Start Publications The Vroman effect: Competitive protein exchange with dynamic ...
QSense

The Vroman effect: Competitive protein exchange with dynamic multilayer protein aggregates

Year: 2013

Journal: Colloids and Surfaces B: Biointerfaces Volume 103, 1 March 2013, Pages 395–404, 20130117

Authors: Stacey L. Hirsh a, David R. McKenzie a, Neil J. Nosworthy a, John A. Denman b, Osman U. Sezerman c, Marcela M.M. Bilek a

Last authors: Marcela M.M. Bilek

Organizations: a Applied and Plasma Physics, School of Physics, The University of Sydney, NSW 2006, Australia b Ian Wark Institute, University of South Australia, Mawson Lakes, SA 5046, Australia c Sabanci University, Biological Sciences and Bioengineering, Istanbul, Turkey

Country: Australia, Turkey

The surface immobilization of proteins is an emerging field with applications in a wide range of important areas: biomedical devices, disease diagnosis, biosensing, food processing, biofouling, and bioreactors. Proteins, in Nature, often work synergistically, as in the important enzyme mixture, cellulase. It is necessary to preserve these synergies when utilizing surface immobilized proteins. However, the competitive displacement of earlier adsorbed proteins by other proteins with stronger binding affinities (the “Vroman effect”) results in undesired layer instabilities that are difficult to control. Although this nanoscale phenomenon has been extensively studied over the last 40 years, the process through which this competitive exchange occurs is not well understood. This paper uses atomic force microscopy, QCM-D, TOF-SIMS, and in-solution TOF-MS to show that this competitive exchange process can occur through the turning of multilayer protein aggregates.
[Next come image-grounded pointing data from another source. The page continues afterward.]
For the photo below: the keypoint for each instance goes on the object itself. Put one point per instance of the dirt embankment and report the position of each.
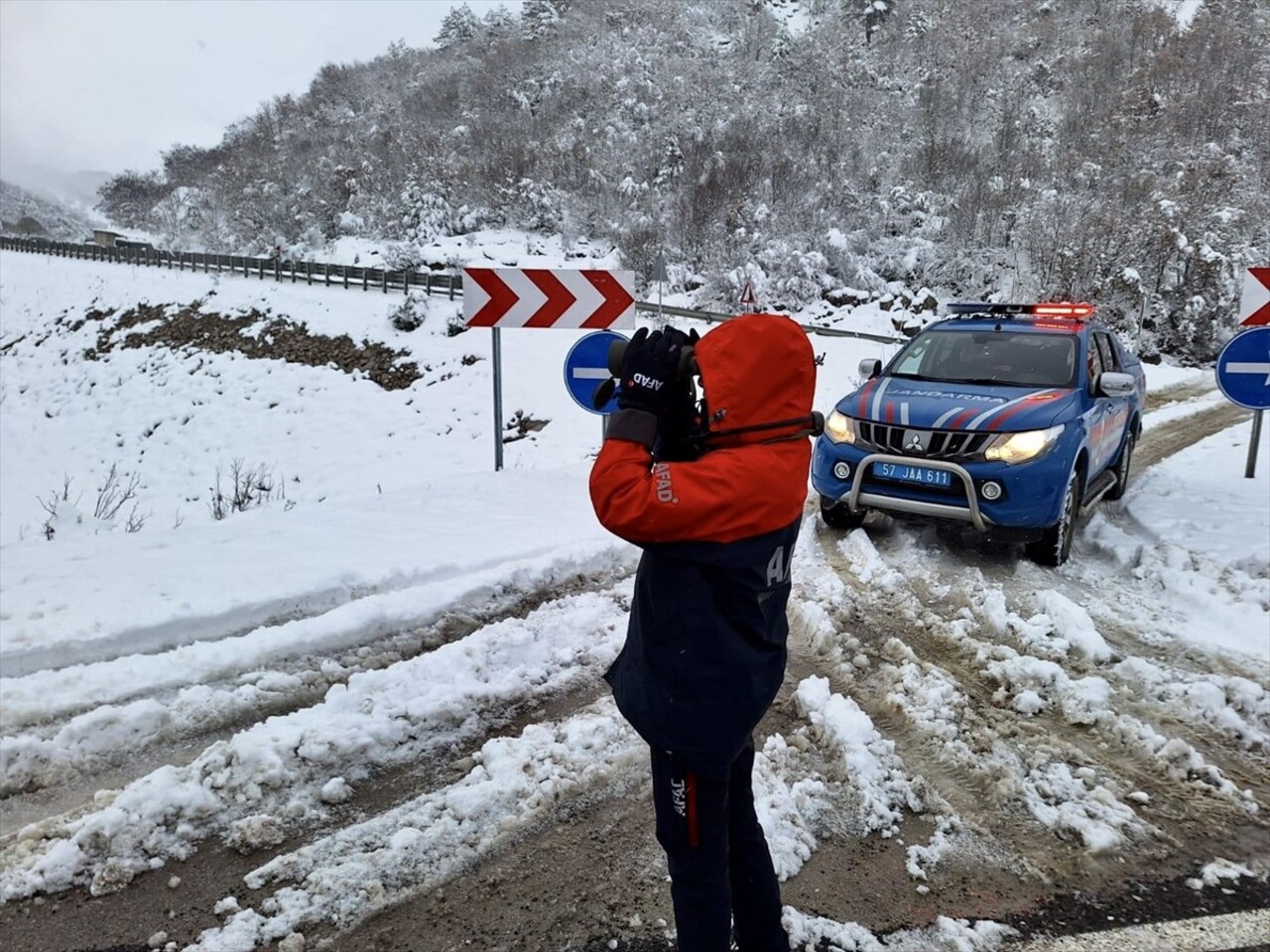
(253, 334)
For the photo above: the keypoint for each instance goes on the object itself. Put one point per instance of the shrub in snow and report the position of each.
(409, 313)
(116, 492)
(248, 486)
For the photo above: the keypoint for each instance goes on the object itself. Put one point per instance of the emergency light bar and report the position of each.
(1057, 308)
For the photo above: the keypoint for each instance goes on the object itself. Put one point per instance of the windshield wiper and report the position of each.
(991, 382)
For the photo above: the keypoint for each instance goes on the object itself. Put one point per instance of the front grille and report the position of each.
(940, 444)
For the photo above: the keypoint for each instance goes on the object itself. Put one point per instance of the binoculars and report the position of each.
(686, 367)
(688, 359)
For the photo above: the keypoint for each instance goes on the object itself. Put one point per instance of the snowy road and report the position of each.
(973, 730)
(370, 715)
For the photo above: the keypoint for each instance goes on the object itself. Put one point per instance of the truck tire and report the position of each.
(838, 516)
(1055, 546)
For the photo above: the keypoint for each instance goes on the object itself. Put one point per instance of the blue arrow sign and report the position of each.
(587, 367)
(1243, 370)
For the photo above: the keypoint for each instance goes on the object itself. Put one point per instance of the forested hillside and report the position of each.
(1086, 149)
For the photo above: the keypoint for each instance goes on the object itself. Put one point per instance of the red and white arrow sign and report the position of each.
(538, 298)
(1255, 299)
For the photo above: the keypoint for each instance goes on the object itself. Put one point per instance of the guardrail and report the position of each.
(325, 275)
(277, 268)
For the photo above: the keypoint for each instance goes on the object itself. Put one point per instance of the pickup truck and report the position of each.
(1012, 417)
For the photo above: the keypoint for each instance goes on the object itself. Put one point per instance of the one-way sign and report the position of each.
(1243, 370)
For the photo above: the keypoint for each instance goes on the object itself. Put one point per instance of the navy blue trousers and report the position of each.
(721, 878)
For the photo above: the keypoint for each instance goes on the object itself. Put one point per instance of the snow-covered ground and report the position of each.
(386, 513)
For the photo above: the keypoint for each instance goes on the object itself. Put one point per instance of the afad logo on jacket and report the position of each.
(662, 480)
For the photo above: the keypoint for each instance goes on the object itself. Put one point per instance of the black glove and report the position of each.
(649, 371)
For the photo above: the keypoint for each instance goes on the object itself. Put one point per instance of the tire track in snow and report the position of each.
(962, 665)
(113, 738)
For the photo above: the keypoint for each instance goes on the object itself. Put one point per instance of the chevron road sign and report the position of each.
(541, 298)
(1255, 301)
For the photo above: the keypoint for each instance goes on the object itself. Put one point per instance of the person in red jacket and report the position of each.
(714, 495)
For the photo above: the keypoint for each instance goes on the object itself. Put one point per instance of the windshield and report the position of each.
(1006, 357)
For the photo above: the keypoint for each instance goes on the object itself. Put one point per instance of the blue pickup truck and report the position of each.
(1012, 417)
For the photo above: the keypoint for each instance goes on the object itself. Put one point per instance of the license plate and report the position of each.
(921, 475)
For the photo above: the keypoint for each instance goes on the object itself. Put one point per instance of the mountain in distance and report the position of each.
(63, 206)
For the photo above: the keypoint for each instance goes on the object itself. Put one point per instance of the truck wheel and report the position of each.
(1055, 546)
(838, 516)
(1121, 467)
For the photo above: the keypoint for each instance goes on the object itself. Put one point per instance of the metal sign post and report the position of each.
(497, 356)
(1243, 377)
(659, 276)
(539, 298)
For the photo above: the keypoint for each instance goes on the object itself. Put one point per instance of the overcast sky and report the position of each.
(107, 85)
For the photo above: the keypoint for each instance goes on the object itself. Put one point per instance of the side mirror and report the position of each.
(1116, 385)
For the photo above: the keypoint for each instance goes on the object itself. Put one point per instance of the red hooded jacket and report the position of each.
(705, 648)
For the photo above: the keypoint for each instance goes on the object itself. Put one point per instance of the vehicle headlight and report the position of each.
(839, 428)
(1021, 447)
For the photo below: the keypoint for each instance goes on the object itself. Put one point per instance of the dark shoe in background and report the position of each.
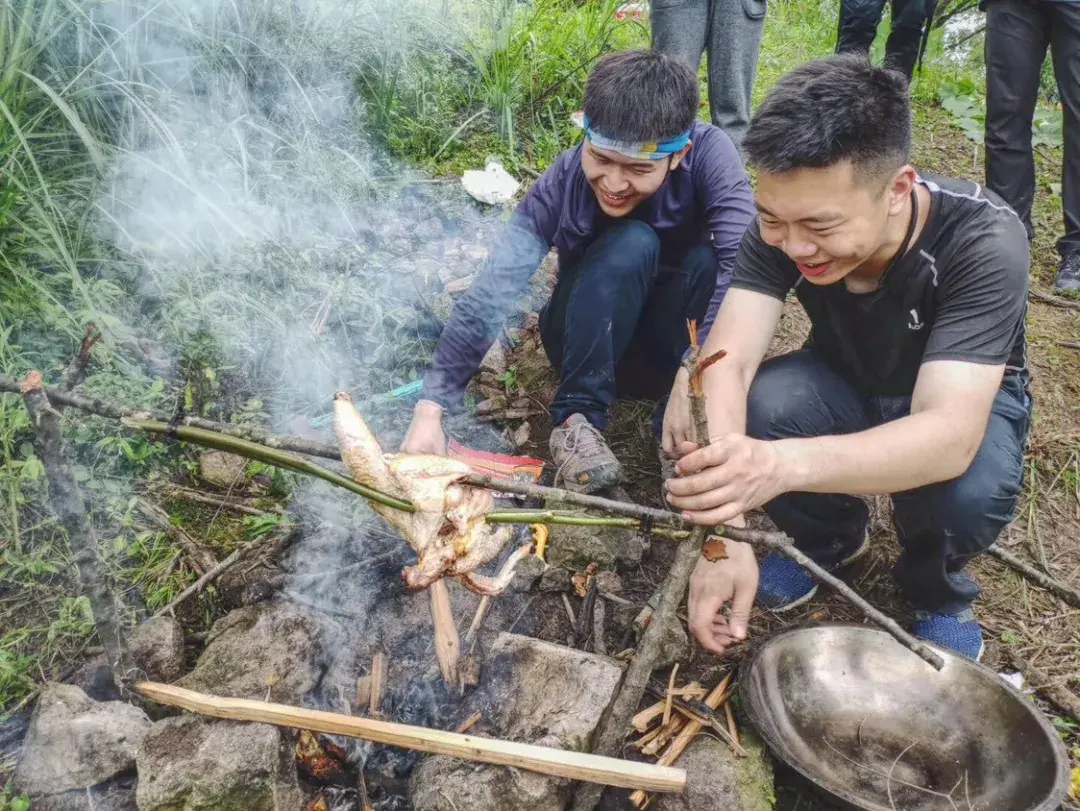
(1068, 274)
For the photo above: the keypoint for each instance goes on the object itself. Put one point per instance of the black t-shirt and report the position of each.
(959, 293)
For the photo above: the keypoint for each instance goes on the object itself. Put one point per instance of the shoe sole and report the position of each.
(863, 549)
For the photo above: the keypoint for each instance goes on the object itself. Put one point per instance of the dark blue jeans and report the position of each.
(616, 325)
(940, 526)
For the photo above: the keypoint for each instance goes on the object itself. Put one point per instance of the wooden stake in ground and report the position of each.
(71, 511)
(617, 718)
(541, 759)
(447, 641)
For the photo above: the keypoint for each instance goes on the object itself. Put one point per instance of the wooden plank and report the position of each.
(577, 766)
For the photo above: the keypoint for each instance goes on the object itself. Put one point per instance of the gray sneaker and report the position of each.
(583, 461)
(1068, 274)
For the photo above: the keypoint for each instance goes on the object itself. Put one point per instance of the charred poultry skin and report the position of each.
(447, 530)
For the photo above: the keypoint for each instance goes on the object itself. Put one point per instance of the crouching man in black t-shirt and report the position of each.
(913, 380)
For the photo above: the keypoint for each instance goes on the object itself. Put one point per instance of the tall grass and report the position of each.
(51, 154)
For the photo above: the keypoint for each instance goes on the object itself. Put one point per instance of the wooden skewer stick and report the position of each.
(663, 518)
(541, 759)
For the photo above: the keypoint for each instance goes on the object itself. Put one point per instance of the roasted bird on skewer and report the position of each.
(447, 530)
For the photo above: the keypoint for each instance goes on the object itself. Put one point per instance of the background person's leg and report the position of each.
(859, 22)
(942, 526)
(647, 370)
(588, 324)
(1017, 35)
(734, 40)
(902, 48)
(1065, 48)
(679, 28)
(798, 395)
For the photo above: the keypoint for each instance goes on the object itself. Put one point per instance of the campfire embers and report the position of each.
(447, 529)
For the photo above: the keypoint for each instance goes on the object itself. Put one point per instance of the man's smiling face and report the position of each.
(621, 184)
(826, 220)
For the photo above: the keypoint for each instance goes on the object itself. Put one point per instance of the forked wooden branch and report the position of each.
(541, 759)
(617, 718)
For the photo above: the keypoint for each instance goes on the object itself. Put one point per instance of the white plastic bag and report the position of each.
(493, 186)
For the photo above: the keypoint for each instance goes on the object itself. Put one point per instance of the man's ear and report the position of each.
(900, 188)
(677, 158)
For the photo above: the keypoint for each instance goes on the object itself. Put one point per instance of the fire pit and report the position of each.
(873, 725)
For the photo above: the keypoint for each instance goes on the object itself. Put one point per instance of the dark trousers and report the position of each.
(615, 326)
(859, 22)
(1017, 35)
(940, 526)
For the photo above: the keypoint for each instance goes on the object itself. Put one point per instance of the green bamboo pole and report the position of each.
(291, 461)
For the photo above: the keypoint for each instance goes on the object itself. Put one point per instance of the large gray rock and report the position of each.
(575, 548)
(157, 648)
(531, 691)
(187, 764)
(104, 797)
(75, 742)
(268, 651)
(718, 781)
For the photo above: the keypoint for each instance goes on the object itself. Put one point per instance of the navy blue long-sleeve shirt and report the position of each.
(706, 199)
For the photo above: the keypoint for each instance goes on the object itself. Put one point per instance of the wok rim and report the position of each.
(1050, 802)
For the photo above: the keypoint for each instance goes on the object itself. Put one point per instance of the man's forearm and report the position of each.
(901, 455)
(726, 390)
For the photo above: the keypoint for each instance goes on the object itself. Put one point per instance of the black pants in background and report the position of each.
(859, 22)
(616, 325)
(1017, 35)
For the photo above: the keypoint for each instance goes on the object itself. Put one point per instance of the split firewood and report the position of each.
(731, 721)
(639, 798)
(647, 717)
(667, 731)
(671, 697)
(612, 729)
(565, 764)
(700, 712)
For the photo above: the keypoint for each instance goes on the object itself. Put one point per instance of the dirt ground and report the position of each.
(1039, 627)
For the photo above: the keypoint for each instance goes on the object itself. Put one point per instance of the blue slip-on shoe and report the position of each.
(958, 632)
(783, 584)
This dynamic process is consistent with earlier postulated “transient complex” models, in which the exchange occurs in three stages: an initial layer adsorbs, another protein layer then embeds itself into the initial layer, forming a “transient complex;” the complex “turns,” exposing the first layer to solution; proteins from the first layer desorb resulting in a final adsorbed protein composition that is enriched in proteins from the second layer.